Learning Quantised Structure-Preserving Motion Representations for Dance Fingerprinting
This addresses the challenge of scalable motion-based dance retrieval for applications like choreographic analysis, though it appears incremental as it builds on existing motion analysis methods.
The paper tackles the problem of identifying semantically similar choreographies from raw video (dance fingerprinting) by developing DANCEMATCH, an end-to-end framework that constructs compact, discrete motion signatures for efficient large-scale retrieval, demonstrating robust retrieval across diverse dance styles and strong generalization to unseen choreographies.
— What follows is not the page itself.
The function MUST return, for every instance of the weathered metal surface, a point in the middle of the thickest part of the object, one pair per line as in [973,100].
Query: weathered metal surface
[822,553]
We present DANCEMATCH, an end-to-end framework for motion-based dance retrieval, the task of identifying semantically similar choreographies directly from raw video, defined as DANCE FINGERPRINTING. While existing motion analysis and retrieval methods can compare pose sequences, they rely on continuous embeddings that are difficult to index, interpret, or scale. In contrast, DANCEMATCH constructs compact, discrete motion signatures that capture the spatio-temporal structure of dance while enabling efficient large-scale retrieval. Our system integrates Skeleton Motion Quantisation (SMQ) with Spatio-Temporal Transformers (STT) to encode human poses, extracted via Apple CoMotion, into a structured motion vocabulary. We further design DANCE RETRIEVAL ENGINE (DRE), which performs sub-linear retrieval using a histogram-based index followed by re-ranking for refined matching. To facilitate reproducible research, we release DANCETYPESBENCHMARK, a pose-aligned dataset annotated with quantised motion tokens. Experiments demonstrate robust retrieval across diverse dance styles and strong generalisation to unseen choreographies, establishing a foundation for scalable motion fingerprinting and quantitative choreographic analysis.